“Below or Above” (World Communion Sunday)
Rick Olson, October 5, 2008
The parable of the tenants, which Frank read a few minutes ago, is pretty harsh. In its normal interpretation, it’s taken as a warning to the religious authorities of the day. The tenants represent religious authorities of the state of Israel, who are pictured as stewards of God’s good creation, represented by a vineyard. When the time for harvest came, the landowner God sends slaves to collect the produce, minus the cut the tenant-farmers get for their labor Israel. The slaves represent the prophets, and the Israelite religious authorities—who are the ones listening to Jesus preach the parables—the religious authorities are depicted killing the prophets God has sent to collect the harvest. They beat one, kill another, and stone a third. The God-slash-landowner sends some more slaves-slash-prophets, and the religious-authorities-slash-tenants kill those as well. Then God-slash-landowner sends his son, saying “They’ll respect my son,” and you only get one guess as to who the son might represent, and when the landowner sends his son, the tenant-slash-religious-authorities kill him too, which upsets the landowner, and when Jesus asks the religious authorities what the landowner does, the religious-authorities to whom he is speaking say: “He will put those wretches to a miserable death, and lease the vineyard to other tenants who will give him the produce at the harvest time.”
And you’d think it would be like “Oh! Snap!” Gotcha! But no: the chief priests and scribes don’t tumble immediately that he’s talking about them, not until he spells it out: “The kingdom of God will be taken away from you and given to a people that produces the fruits of the kingdom.” They finally figure out that Jesus is talking to them, according to Matthew, and so plot to kill him.
But look at how we’ve been talking about this parable: we’ve been calling the overlord both God and landowner, the chief priests and scribes both religious-authorities and tenants and etc. And this indicates that there are at least a couple of ways to read this story . . . and to see what they might be, consider: what if this parable were to be preached to real, live tenant farmers? How would they interpret the parable? And tenant farming being as widespread even today, you can bet that it happens a lot. How might an Apartheid-era sharecropper in South Africa hear this? Or a campesino in Latin America, or a migrant worker on the Great Plains? Who would they identify with and, more importantly, who would they identify God as? Remember: these folks know about being sharecroppers, they know about having to come up with the required amount for the landowners whether the harvest is plentiful or not.
And in fact, that’s the way a lot of them become tenants on their own land … it happened in Apartheid-era South Africa, as foreign came in and began charging the native landowners for goods and services, and in a good year, they could pay for their seed and implements but in a bad year—and there are a lot in South Africa—in a bad year, they couldn’t pay their bills, and so they’d put up their land for collateral, but there’d come along another bad year, and pretty soon they couldn’t make the nut on their loan and the lender owned the land . . . that happened in the American mid-West, and it’s why theirs so few independent family farmers left, they are tenants or workers on the land they once owned, and corporate farming is the rule . . .

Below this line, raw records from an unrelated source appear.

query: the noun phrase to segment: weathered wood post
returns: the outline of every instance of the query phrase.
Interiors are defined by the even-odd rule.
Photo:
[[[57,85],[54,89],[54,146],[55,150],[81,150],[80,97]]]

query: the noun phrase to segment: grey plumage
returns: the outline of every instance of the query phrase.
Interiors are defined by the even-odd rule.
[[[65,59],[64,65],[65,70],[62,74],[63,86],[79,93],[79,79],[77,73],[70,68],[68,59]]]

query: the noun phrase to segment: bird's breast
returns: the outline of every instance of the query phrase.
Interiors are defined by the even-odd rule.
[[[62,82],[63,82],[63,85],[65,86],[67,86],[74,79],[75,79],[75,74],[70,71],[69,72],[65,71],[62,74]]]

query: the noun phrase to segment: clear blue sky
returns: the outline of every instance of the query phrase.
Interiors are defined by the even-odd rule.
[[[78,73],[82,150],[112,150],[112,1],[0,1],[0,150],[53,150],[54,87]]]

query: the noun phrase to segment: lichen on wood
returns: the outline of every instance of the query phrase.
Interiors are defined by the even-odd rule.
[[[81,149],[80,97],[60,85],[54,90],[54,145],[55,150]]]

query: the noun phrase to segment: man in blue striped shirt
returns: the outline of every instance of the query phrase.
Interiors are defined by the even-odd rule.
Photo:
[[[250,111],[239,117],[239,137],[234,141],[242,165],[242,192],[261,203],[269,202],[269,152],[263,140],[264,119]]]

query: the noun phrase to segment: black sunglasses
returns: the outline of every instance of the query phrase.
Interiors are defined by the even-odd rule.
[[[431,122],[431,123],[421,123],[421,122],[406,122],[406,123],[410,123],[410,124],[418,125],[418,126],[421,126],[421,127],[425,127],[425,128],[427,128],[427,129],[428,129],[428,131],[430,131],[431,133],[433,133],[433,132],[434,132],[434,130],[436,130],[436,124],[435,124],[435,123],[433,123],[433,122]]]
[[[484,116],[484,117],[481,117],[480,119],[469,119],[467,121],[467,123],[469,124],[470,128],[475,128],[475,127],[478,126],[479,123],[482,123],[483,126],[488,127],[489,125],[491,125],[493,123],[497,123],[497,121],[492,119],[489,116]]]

And so any tenant farmers listening to Jesus would know about the rich land owner—who left the tenants in charge and went to another country, the classic absentee land-owner—they were the ones who drove their grand-fathers and great-grandfathers off their land, they were the people who made their ancestors tenants on their own land . . .
And so there are at least two ways to read any scripture passage: from the above and from below, from the vantage point of the landowner and from that of the tenants, the point of view of the haves and the have nots. And—hold your cards and letters, I’m not advocating tenants murdering their landlords or anything but you can surely see that depending on where you sat you might have more sympathy with one side or another in this parable. And Matthew—writing for a upper-class Jewish crowd—most naturally slanted this story so that we’d think of God as the landowner, so it was quite a shock when the religious leaders realized that far from being identified with the landowner, far from being identified with God, they’re just tenants in the story . . . but any tenant farmers in Matthew’s readership wouldn’t think of it that way, they’d know exactly who they were in the parable, and exactly what the absentee landowner was . . .
Everybody hears the scripture from their own social location, according to their own context. Each of the people here in this sanctuary does, but so do all who hear it around the world. And each culture that hears it draws different lessons from the scripture than another would. That’s the nature of hearing, the nature of stories, the nature of context. And that’s the nature of World Communion Sunday . . . it was illustrated beautifully by the poly-lingual reading of the Ten Commandments . . . each of those languages represents a different way of hearing the scripture . . . a Mexican camposino will not hear it the same as a Parisian dressmaker who won’t hear it the same as a Korean postman. A Nigerian bricklayer will draw different lessons from a Greek bookseller who will look at it differently from a baby-boomer in Tuscaloosa, Alabama.
We all have different perspectives, different needs, different expectations, and yet . . . we are united in Christ. We are one in the spirit, as the song goes, and as we celebrate the Lord’s Supper in a few minutes we should remember this, and think about all our brothers and sisters around the globe who are doing the same. Amen.